IRG proteins: key mediators of interferon-regulated host resistance to intracellular pathogens
Version of Record online: 26 FEB 2007
Volume 9, Issue 5, pages 1099–1107, May 2007
How to Cite
Taylor, G. A. (2007), IRG proteins: key mediators of interferon-regulated host resistance to intracellular pathogens. Cellular Microbiology, 9: 1099–1107. doi: 10.1111/j.1462-5822.2007.00916.x
- Issue online: 26 FEB 2007
- Version of Record online: 26 FEB 2007
- Received 27 November, 2006; revised 1 February, 2007; accepted 5 February, 2007.
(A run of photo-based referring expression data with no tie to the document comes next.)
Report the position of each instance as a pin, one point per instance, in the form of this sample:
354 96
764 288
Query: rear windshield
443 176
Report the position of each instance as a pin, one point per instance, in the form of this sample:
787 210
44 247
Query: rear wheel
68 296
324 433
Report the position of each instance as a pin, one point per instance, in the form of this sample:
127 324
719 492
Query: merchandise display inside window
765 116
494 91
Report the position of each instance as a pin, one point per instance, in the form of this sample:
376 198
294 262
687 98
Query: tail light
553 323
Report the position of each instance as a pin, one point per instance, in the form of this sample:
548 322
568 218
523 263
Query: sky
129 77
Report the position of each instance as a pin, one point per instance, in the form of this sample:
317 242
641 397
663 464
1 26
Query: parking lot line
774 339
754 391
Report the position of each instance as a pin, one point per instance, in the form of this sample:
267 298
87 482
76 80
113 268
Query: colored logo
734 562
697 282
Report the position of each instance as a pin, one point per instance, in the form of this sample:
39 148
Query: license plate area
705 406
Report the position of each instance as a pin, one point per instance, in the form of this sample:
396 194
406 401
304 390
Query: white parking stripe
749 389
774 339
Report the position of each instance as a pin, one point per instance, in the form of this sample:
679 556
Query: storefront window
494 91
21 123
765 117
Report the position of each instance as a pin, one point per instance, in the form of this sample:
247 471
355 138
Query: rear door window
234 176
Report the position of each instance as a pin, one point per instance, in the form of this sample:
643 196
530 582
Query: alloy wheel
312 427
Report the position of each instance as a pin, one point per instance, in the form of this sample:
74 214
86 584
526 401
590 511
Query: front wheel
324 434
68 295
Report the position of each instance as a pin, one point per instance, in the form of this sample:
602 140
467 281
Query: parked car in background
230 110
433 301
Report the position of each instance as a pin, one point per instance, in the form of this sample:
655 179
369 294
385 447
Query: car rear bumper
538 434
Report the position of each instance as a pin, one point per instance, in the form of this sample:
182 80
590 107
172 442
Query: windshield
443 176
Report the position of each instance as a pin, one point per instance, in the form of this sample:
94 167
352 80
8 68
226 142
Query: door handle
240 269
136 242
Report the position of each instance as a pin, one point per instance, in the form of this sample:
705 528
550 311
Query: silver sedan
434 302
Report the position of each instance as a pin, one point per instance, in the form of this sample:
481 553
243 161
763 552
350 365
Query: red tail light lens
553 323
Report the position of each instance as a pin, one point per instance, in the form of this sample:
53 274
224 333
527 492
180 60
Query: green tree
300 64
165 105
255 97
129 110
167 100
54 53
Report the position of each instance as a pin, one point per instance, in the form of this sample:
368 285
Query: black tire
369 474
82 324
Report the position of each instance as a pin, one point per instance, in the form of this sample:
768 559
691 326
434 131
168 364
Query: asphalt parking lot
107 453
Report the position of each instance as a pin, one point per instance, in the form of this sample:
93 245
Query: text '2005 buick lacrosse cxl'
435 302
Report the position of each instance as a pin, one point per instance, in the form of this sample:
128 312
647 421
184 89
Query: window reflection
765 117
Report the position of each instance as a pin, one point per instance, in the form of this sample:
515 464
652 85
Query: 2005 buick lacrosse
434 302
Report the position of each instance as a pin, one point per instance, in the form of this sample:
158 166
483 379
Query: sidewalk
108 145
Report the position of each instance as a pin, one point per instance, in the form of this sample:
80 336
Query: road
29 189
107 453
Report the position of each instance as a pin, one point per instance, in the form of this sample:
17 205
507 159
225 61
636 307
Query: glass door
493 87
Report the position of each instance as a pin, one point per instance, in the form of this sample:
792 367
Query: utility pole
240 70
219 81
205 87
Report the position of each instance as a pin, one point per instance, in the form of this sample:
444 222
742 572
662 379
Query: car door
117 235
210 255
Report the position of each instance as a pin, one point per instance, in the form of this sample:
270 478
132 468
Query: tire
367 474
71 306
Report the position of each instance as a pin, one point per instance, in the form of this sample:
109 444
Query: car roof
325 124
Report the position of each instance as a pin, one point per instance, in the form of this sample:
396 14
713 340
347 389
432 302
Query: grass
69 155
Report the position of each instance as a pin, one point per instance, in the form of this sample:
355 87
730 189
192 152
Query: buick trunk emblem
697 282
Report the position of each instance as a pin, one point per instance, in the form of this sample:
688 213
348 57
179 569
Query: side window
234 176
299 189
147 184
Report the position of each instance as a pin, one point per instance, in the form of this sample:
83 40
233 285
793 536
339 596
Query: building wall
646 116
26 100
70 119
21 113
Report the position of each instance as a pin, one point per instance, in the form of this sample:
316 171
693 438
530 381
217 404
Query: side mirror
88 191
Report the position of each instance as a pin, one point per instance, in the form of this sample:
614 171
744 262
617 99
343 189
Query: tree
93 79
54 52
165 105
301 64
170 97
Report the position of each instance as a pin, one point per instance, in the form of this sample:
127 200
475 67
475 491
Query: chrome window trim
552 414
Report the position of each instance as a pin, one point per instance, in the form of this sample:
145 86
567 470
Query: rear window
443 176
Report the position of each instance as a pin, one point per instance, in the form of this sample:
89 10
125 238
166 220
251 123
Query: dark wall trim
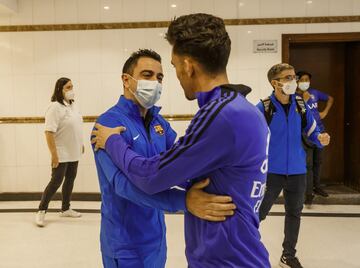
164 24
288 39
36 196
87 119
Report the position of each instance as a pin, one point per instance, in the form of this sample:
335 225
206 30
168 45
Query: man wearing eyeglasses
288 118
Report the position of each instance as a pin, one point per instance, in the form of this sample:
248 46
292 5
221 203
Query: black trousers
313 166
293 187
67 170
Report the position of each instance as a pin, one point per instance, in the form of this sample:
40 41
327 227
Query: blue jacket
132 222
226 141
286 153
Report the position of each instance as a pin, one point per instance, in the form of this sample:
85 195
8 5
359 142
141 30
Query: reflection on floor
325 242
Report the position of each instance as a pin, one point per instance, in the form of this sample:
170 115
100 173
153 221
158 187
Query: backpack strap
269 109
301 106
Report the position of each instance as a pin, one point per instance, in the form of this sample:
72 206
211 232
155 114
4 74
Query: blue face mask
147 92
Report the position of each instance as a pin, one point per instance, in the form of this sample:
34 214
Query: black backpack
270 109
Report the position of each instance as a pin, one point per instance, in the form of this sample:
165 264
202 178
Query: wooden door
326 63
352 116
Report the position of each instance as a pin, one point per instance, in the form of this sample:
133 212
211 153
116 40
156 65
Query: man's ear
188 67
126 80
274 83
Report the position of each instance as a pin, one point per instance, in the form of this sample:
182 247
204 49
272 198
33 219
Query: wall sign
265 46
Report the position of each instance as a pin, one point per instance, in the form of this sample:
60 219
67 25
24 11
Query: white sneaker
70 213
40 218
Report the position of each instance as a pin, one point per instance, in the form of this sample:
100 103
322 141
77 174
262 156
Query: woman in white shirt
63 131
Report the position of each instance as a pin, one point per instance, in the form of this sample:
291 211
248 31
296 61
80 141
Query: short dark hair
131 62
58 93
302 73
202 37
277 69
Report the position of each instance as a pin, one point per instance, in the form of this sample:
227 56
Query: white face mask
304 85
289 88
147 92
69 95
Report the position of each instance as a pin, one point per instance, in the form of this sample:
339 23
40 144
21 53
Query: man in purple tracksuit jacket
226 141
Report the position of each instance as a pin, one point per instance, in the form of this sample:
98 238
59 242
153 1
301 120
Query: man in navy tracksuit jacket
226 141
287 158
133 232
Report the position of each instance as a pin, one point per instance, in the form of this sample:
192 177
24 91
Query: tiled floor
325 242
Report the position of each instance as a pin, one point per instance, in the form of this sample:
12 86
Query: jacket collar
132 109
275 100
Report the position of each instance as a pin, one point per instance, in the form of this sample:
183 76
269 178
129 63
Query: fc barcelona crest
159 130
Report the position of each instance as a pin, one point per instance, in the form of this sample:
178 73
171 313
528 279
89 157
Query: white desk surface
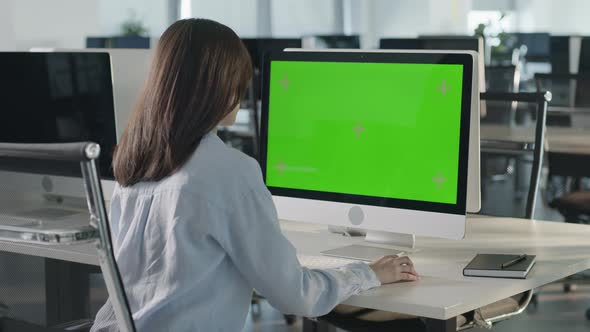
558 139
442 293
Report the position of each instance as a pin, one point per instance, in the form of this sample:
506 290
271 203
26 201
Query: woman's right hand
390 269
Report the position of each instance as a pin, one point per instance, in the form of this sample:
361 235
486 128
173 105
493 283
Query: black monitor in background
537 44
584 66
258 47
335 41
431 43
559 54
57 98
96 42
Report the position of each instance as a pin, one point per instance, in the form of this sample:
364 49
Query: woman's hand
390 269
Immunity-related GTPases (IRG) (also known as p47 GTPases) are a family of proteins found in vertebrates, which play critical roles in mediating innate resistance to intracellular pathogens. The proteins are expressed at high levels following infection with bacteria, protozoa or viruses, as a consequence of interferon-stimulated transcription. Their absence in gene-targeted mice leads to profoundly decreased resistance to many bacteria and protozoa that varies markedly with the particular IRG protein that has been targeted. The proteins are thought to function by localizing to pathogen-containing vacuoles in host cells, such as macrophages, and then regulating the processing of the vacuole and ultimately driving elimination of the pathogen. This review details current knowledge of IRG proteins and their key roles in host resistance.